# Medicare as second/consults?



## CRC CPC (Mar 3, 2010)

Does anyone out there know how we are supposed to bill consults(inpt) for Medicare when pt has another insurance as primary?


----------



## cpccoder2008 (Mar 3, 2010)

If im not mistaken you follow the primary insurance guidelines. If they are still paying consults then you bill consults. http://www.lamedicare.com/provider/viewarticle.aspx?articleid=8237

_Q. Will Medicare contractors accept the CPT consultation codes when Medicare is the secondary payer?

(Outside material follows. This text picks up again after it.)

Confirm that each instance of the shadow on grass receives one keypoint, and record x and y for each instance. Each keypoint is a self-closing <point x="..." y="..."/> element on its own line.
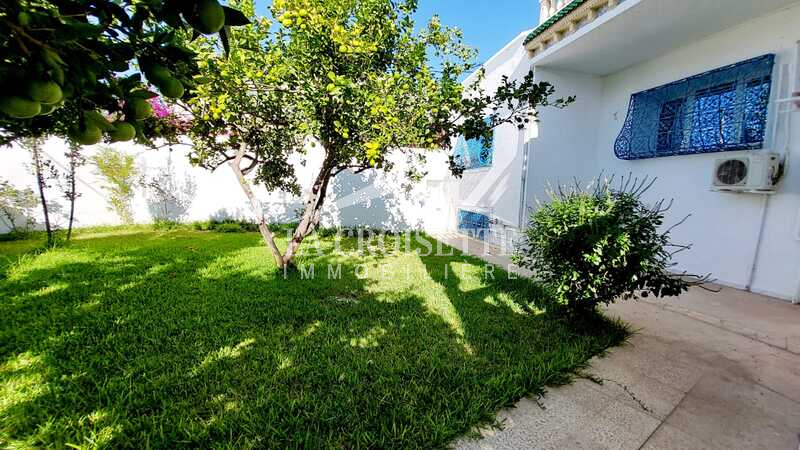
<point x="194" y="339"/>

A. Medicare will also no longer recognize the CPT consultation codes for purposes of determining Medicare secondary payments (MSP). In MSP cases, providers must bill an appropriate E/M code for the E/M services previously reported and paid using the CPT consultation codes. If the primary payer for the service continues to recognize CPT consultation codes for payment, providers billing for these services may either:

Bill the primary payer an E/M code that is appropriate for the service, and then report the amount actually paid by the primary payer, along with the same E/M code, to Medicare for determination of whether a payment is due; or 
Bill the primary payer using a CPT consultation code that is appropriate for the service, and then report the amount actually paid by the primary payer, along with an E/M code that is appropriate for the service, to Medicare for determination of whether a payment is due. 
_


----------



## CRC CPC (Mar 3, 2010)

*Thank you very much*

Many thanks


----------



## RebeccaWoodward* (Mar 3, 2010)

If you can stand the hassle, it's recommended to submit the consultation code to the accepting primary carrier, report the payment to MCR once received, along with an appropriate code for Medicare that best represents the services rendered.  This means you would have to change the code for Medicare purposes.  I have personally asked this question to our carrier and it's perfectly acceptable.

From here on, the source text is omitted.